The present invention relates to methods of sending multiple streams of data from a memory thru a controller to respective I/O devices, where a) the controller is coupled to the I/O devices thru at least one external data buffer (such as a data buffer in a bridge), and b) each stream of data is sent via a transmission burst in which the receipt of individual data words are not acknowledged.
One particular use for the present invention is to aid in the execution of multiple WRITE-TO-DISK instructions. With each WRITE-TO-DISK instruction, a stream of data is read from a memory by a controller; and concurrently, the controller sends the data to the particular disk on which the data is to be written. Typically, the stream of data is in the form of a data chain which consists of several data blocks that have separate starting addresses in the memory and are linked together by a list of pointers.
In the simplest case, the controller is coupled by a single I/O bus directly to a bus adapter for a set of disks. However, only a limited number of bus adapters, with their respective disks, can be attached to a single I/O bus. Thus, one or more bridges are often coupled between the controller and the bus adapters, in order to increase the total number of disks above the limit for the single bus.
Usually a bridge includes a data buffer which temporarily holds a portion of the data stream that is sent thru the bridge. But due to that data buffer, a problem arises when the data stream is sent thru the bridge via a transmission burst to a bus adapter which is of a type that can stop the transmission burst at any time by sending a terminate signal.

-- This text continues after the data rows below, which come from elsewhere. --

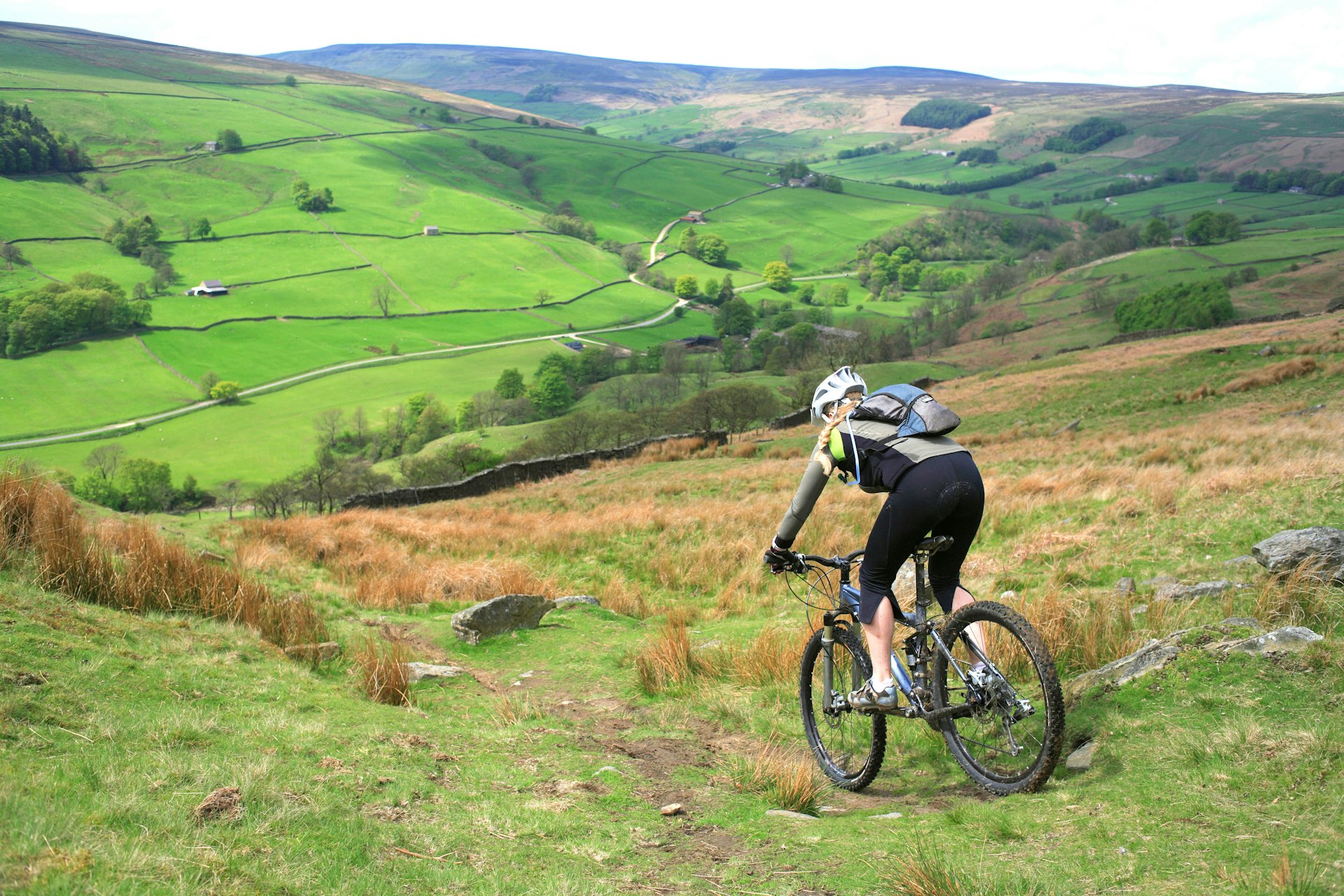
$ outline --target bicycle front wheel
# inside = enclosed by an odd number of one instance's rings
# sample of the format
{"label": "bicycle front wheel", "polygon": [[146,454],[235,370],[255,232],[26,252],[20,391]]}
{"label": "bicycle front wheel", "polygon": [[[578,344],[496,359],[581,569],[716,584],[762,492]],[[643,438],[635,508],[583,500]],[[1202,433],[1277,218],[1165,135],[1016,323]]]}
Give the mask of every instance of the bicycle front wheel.
{"label": "bicycle front wheel", "polygon": [[[985,657],[970,643],[972,623],[978,623]],[[941,723],[957,764],[992,794],[1040,789],[1059,760],[1064,736],[1064,697],[1046,642],[1020,614],[991,600],[949,615],[939,635],[952,661],[935,650],[934,708],[970,709]],[[997,674],[973,674],[981,658]]]}
{"label": "bicycle front wheel", "polygon": [[[825,660],[831,660],[831,686]],[[872,674],[868,653],[845,626],[835,626],[835,643],[812,633],[802,650],[798,703],[802,729],[827,778],[843,790],[863,790],[878,776],[887,750],[887,717],[859,713],[845,701]]]}

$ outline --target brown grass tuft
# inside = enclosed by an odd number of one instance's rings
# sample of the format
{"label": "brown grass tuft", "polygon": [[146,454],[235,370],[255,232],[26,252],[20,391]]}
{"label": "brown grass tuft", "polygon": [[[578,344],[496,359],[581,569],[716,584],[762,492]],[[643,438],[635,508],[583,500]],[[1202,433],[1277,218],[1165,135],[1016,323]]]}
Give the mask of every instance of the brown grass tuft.
{"label": "brown grass tuft", "polygon": [[1219,388],[1218,394],[1230,395],[1232,392],[1247,392],[1262,386],[1277,386],[1286,380],[1297,379],[1298,376],[1306,376],[1308,373],[1316,371],[1316,367],[1314,357],[1289,359],[1286,361],[1279,361],[1278,364],[1262,367],[1254,373],[1238,376],[1231,383]]}
{"label": "brown grass tuft", "polygon": [[237,821],[243,814],[242,791],[238,787],[219,787],[191,810],[198,822]]}
{"label": "brown grass tuft", "polygon": [[677,618],[667,619],[634,654],[634,674],[648,695],[688,684],[703,668],[691,649],[685,621]]}
{"label": "brown grass tuft", "polygon": [[38,586],[132,613],[190,613],[247,625],[281,647],[327,639],[306,598],[277,599],[235,570],[165,541],[144,523],[91,528],[59,486],[0,473],[0,559],[31,556]]}
{"label": "brown grass tuft", "polygon": [[741,790],[761,794],[775,809],[814,815],[825,780],[810,755],[769,743],[750,756],[728,756],[728,776]]}
{"label": "brown grass tuft", "polygon": [[355,650],[364,693],[376,703],[394,707],[409,707],[411,703],[410,670],[406,668],[410,661],[410,647],[401,639],[379,641],[367,635]]}

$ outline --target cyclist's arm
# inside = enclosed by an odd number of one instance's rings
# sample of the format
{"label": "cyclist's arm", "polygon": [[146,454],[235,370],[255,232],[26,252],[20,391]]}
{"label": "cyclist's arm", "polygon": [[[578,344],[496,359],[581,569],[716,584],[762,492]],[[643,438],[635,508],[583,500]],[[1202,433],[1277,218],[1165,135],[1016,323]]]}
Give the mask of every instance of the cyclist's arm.
{"label": "cyclist's arm", "polygon": [[793,540],[798,537],[798,529],[802,528],[812,508],[816,506],[817,498],[821,497],[821,489],[827,488],[828,478],[831,477],[825,467],[813,457],[802,473],[802,481],[798,482],[798,490],[793,494],[789,509],[780,521],[780,531],[774,536],[775,547],[789,548],[793,545]]}

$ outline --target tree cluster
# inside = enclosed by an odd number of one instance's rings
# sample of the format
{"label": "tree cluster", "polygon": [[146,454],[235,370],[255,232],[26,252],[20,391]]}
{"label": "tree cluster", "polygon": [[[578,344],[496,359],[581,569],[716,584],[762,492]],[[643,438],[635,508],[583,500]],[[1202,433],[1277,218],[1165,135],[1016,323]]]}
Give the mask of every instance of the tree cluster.
{"label": "tree cluster", "polygon": [[957,153],[957,161],[965,161],[972,165],[993,165],[999,161],[999,150],[985,149],[984,146],[970,146],[969,149],[962,149]]}
{"label": "tree cluster", "polygon": [[989,106],[978,106],[961,99],[925,99],[900,117],[900,124],[911,128],[965,128],[976,118],[984,118]]}
{"label": "tree cluster", "polygon": [[1129,133],[1129,129],[1125,128],[1124,122],[1093,116],[1091,118],[1083,118],[1063,134],[1048,137],[1044,149],[1048,152],[1085,153],[1125,133]]}
{"label": "tree cluster", "polygon": [[1239,192],[1277,193],[1300,187],[1313,196],[1344,195],[1344,175],[1314,168],[1279,168],[1278,171],[1246,171],[1236,177],[1234,189]]}
{"label": "tree cluster", "polygon": [[1206,208],[1189,216],[1185,222],[1185,242],[1193,246],[1222,243],[1241,239],[1242,223],[1230,211]]}
{"label": "tree cluster", "polygon": [[942,193],[943,196],[964,196],[966,193],[980,193],[988,189],[999,189],[1000,187],[1012,187],[1013,184],[1020,184],[1024,180],[1031,180],[1032,177],[1039,177],[1040,175],[1048,175],[1052,171],[1055,171],[1055,163],[1043,161],[1039,165],[1028,165],[1025,168],[1019,168],[1017,171],[1007,171],[1001,175],[986,177],[985,180],[948,181],[942,184],[913,184],[909,180],[896,180],[892,181],[892,185],[905,187],[906,189],[922,189],[926,193]]}
{"label": "tree cluster", "polygon": [[289,196],[294,200],[294,207],[298,211],[327,211],[335,201],[331,187],[313,188],[301,177],[294,179],[289,185]]}
{"label": "tree cluster", "polygon": [[190,473],[173,488],[165,461],[128,458],[120,445],[102,445],[85,458],[87,473],[71,484],[77,497],[132,513],[160,513],[212,506],[215,496],[202,490]]}
{"label": "tree cluster", "polygon": [[75,274],[17,296],[0,294],[0,344],[7,357],[54,343],[121,333],[149,322],[149,302],[126,301],[121,286],[98,274]]}
{"label": "tree cluster", "polygon": [[1203,329],[1232,316],[1232,300],[1222,278],[1164,286],[1116,306],[1116,325],[1121,333],[1184,326]]}
{"label": "tree cluster", "polygon": [[0,102],[0,175],[82,171],[89,156],[65,134],[52,134],[27,105]]}

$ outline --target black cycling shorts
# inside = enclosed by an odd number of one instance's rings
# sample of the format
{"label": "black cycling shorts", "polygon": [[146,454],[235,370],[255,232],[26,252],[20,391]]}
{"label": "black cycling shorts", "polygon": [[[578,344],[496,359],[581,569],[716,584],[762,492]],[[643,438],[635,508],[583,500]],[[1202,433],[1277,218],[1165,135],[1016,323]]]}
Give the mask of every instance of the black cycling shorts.
{"label": "black cycling shorts", "polygon": [[915,545],[929,535],[950,535],[952,547],[929,560],[929,580],[945,613],[961,584],[961,563],[980,531],[985,484],[968,451],[939,454],[915,463],[900,477],[878,513],[859,570],[859,622],[872,622],[883,599],[896,618],[900,606],[891,592],[896,572]]}

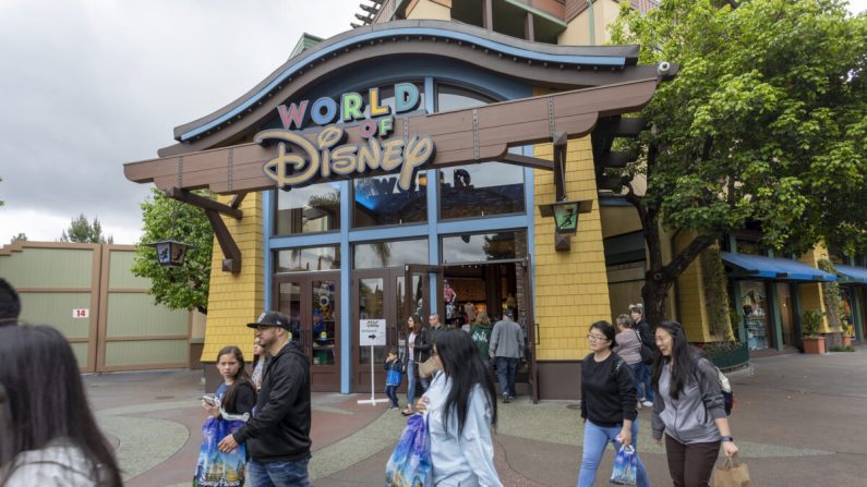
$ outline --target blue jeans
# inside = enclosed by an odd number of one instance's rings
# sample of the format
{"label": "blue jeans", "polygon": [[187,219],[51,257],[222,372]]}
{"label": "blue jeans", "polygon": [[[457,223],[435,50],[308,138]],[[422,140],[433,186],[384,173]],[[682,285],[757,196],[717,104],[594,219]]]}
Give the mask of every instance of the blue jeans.
{"label": "blue jeans", "polygon": [[518,373],[518,360],[505,356],[496,357],[496,376],[499,390],[509,397],[515,395],[515,375]]}
{"label": "blue jeans", "polygon": [[250,460],[246,464],[246,485],[250,487],[310,487],[308,462],[310,462],[310,456],[294,462],[260,463]]}
{"label": "blue jeans", "polygon": [[[635,364],[630,364],[629,368],[633,369],[633,376],[635,376],[636,398],[638,398],[639,402],[645,401],[645,400],[651,401],[651,399],[647,399],[647,397],[648,397],[647,393],[650,390],[650,388],[648,388],[645,385],[645,376],[648,376],[648,377],[650,376],[648,374],[647,365],[645,365],[641,362],[638,362],[638,363],[635,363]],[[651,398],[653,397],[653,392],[650,393],[650,397]]]}
{"label": "blue jeans", "polygon": [[407,361],[407,405],[413,409],[416,402],[416,362]]}
{"label": "blue jeans", "polygon": [[[609,446],[609,442],[612,442],[615,451],[621,449],[621,443],[614,440],[621,434],[621,429],[619,426],[597,426],[590,419],[585,423],[583,456],[581,458],[581,472],[578,474],[578,487],[593,487],[599,462],[602,461],[602,453],[605,452],[605,447]],[[645,464],[641,463],[641,458],[638,456],[637,417],[633,422],[633,447],[635,447],[636,464],[638,465],[638,471],[636,472],[638,487],[649,487],[650,480],[647,477]]]}
{"label": "blue jeans", "polygon": [[385,386],[385,395],[392,400],[392,406],[397,407],[397,386]]}

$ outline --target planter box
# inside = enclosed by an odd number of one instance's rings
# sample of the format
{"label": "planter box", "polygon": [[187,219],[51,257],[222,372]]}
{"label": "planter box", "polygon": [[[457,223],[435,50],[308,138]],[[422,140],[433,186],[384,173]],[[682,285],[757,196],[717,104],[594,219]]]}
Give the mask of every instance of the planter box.
{"label": "planter box", "polygon": [[824,353],[824,337],[804,337],[804,353]]}

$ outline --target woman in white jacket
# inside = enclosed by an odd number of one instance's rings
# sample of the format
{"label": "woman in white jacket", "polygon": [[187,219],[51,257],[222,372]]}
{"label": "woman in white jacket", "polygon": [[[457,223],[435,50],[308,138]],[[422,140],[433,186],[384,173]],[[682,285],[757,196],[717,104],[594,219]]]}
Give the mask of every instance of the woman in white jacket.
{"label": "woman in white jacket", "polygon": [[434,485],[502,487],[491,439],[496,424],[491,373],[461,330],[437,334],[433,356],[439,372],[419,407],[428,411]]}
{"label": "woman in white jacket", "polygon": [[46,326],[0,328],[0,486],[120,487],[67,339]]}

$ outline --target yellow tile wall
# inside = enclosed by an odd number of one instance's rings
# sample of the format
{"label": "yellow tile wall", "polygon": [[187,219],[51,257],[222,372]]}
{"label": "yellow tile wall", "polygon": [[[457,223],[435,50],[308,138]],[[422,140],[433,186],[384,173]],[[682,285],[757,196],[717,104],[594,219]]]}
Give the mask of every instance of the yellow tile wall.
{"label": "yellow tile wall", "polygon": [[[229,203],[231,196],[219,196],[218,200]],[[246,324],[255,320],[265,306],[262,194],[248,194],[240,209],[244,214],[241,221],[231,217],[222,217],[222,221],[241,249],[241,272],[222,271],[222,251],[214,239],[203,362],[215,362],[217,353],[227,345],[239,346],[245,361],[253,358],[253,330]]]}
{"label": "yellow tile wall", "polygon": [[[816,248],[814,248],[812,251],[802,255],[800,258],[798,258],[798,261],[818,269],[819,259],[822,258],[823,255],[828,255],[828,249],[826,249],[823,245],[817,245]],[[798,285],[798,292],[800,293],[802,311],[819,309],[822,313],[828,312],[828,309],[824,307],[824,297],[822,296],[822,288],[819,283],[800,284]],[[826,316],[822,316],[822,326],[819,329],[819,332],[821,333],[831,332],[831,329],[828,326],[828,317]]]}
{"label": "yellow tile wall", "polygon": [[[535,146],[535,157],[553,158],[553,146]],[[535,321],[540,361],[581,360],[589,353],[588,328],[611,319],[609,282],[602,246],[602,223],[597,195],[590,137],[569,141],[566,153],[566,194],[569,199],[592,199],[581,214],[569,252],[554,251],[554,219],[542,218],[539,205],[554,202],[551,171],[534,171]]]}
{"label": "yellow tile wall", "polygon": [[[694,232],[685,232],[675,239],[675,248],[681,252],[695,238]],[[677,278],[677,301],[681,325],[686,330],[690,342],[708,342],[714,340],[708,330],[708,306],[705,302],[705,287],[701,285],[705,275],[701,257],[697,257],[684,273]],[[674,293],[672,289],[670,293]]]}

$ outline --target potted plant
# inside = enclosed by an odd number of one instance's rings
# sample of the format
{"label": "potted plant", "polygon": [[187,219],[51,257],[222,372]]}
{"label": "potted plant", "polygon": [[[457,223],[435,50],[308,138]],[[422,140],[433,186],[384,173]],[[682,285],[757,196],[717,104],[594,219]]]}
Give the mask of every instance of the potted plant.
{"label": "potted plant", "polygon": [[843,319],[843,346],[852,346],[852,337],[855,334],[855,329],[847,319]]}
{"label": "potted plant", "polygon": [[822,312],[806,309],[800,315],[800,326],[804,330],[802,342],[804,353],[824,353],[824,337],[819,334],[819,327],[822,324]]}

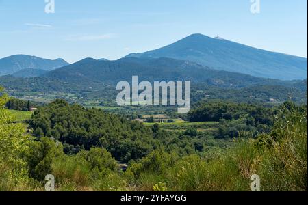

When such a terminate signal is sent, a portion of the data stream will be in the data buffer of the bridge, where it will be discarded. Thus the controller is unable to determine how much data was actually received by the bus adapter; and consequently, the controller is unable to restart the execution of the WRITE-TO-DISK instruction at the point where the terminate signal occurred.
One method for dealing with the above terminate problem is to send the data stream from the controller thru the bridge to the bus adapter such that a separate acknowledgment signal is sent by the bus adapter for each word of data that it receives. However, when the data is sent by that method, the transmission rate is greatly reduced in comparison to the burst mode of transmission wherein separate acknowledgment signals for each received data word do not occur.
Another method for dealing with the above terminate problem is to receive from the bus adapter, at some time after the terminate signal, the address in the memory of the last word which the bus adapter actually received. Then, the controller can restart the execution of the WRITE-TO-DISK instruction by re-reading the data stream from the memory starting at the received address; and by concurrently sending the data which it reads to the bus adapter.
However, the above method is also slow because it requires portions of the data stream to be re-read by the controller from the memory before the transmission burst to the bus adapter can be re-started. Further, the above method does not even work in the case where the data stream is in the form of a data chain because the controller cannot detect when the data in the stream that it receives during a transmission burst, changes from one data block in the memory to another data block.
Accordingly, a primary object of the present invention is to provide a method of sending streams of data from a memory thru a controller and an external data buffer to I/0 devices, via a transmission bursts, in which the above problems are overcome.
In accordance with the present invention, a stream of data words is sent from a memory thru a controller and an external data buffer to an I/O device by a method which includes the following five steps:
1) transferring a segment of the stream of data from the memory into the controller while concurrently sending a subsegment of the segment from the controller thru the data buffer to the I/O device via a transmission burst in which the receipt of individual parts of the subsegment are not acknowledged by the I/O device;
2) receiving a signal in the controller, from the I/O device at any time during the sending step, to terminate the transmission burst;
3) subsequently receiving a signal in the controller, from the I/O device, to restart the transmission burst beginning with a selectable part of the last subsegment that was sent;
4) removing from the controller, only the portion of the segment which precedes the selectable part of the subsegment; and,
5) repeating the above steps until the stream of data is received in its entirety by the I/O device.
With the above method, each part of the entire data stream is read from the memory and transferred into the controller only one time. This occurs due to the step in the above paragraph 4). By comparison, selectable parts of the data stream subsegments are sent twice from the controller thru the external data buffer to the I/O device. This occurs due to the step in the above paragraph 3).
To perform the above method, the controller preferably includes a novel refetchable first-in-first-out memory (RFIFO). In operation, the controller writes each segment of the data stream into the RFIFO in a first cyclic sequence, and the controller reads each subsegment from the RFIFO in a second sequence. This second sequence is the same as the first sequence except that the second sequence backs-up in response to the signal to restart the transmission burst beginning with a selectable part of the subsegment. Such reading of the RFIFO in the second sequence, which backs-up, cannot be accomplished by a conventional first-in-first-out memory because a conventional first-in-first-out memory can only be read in a single fixed cycle.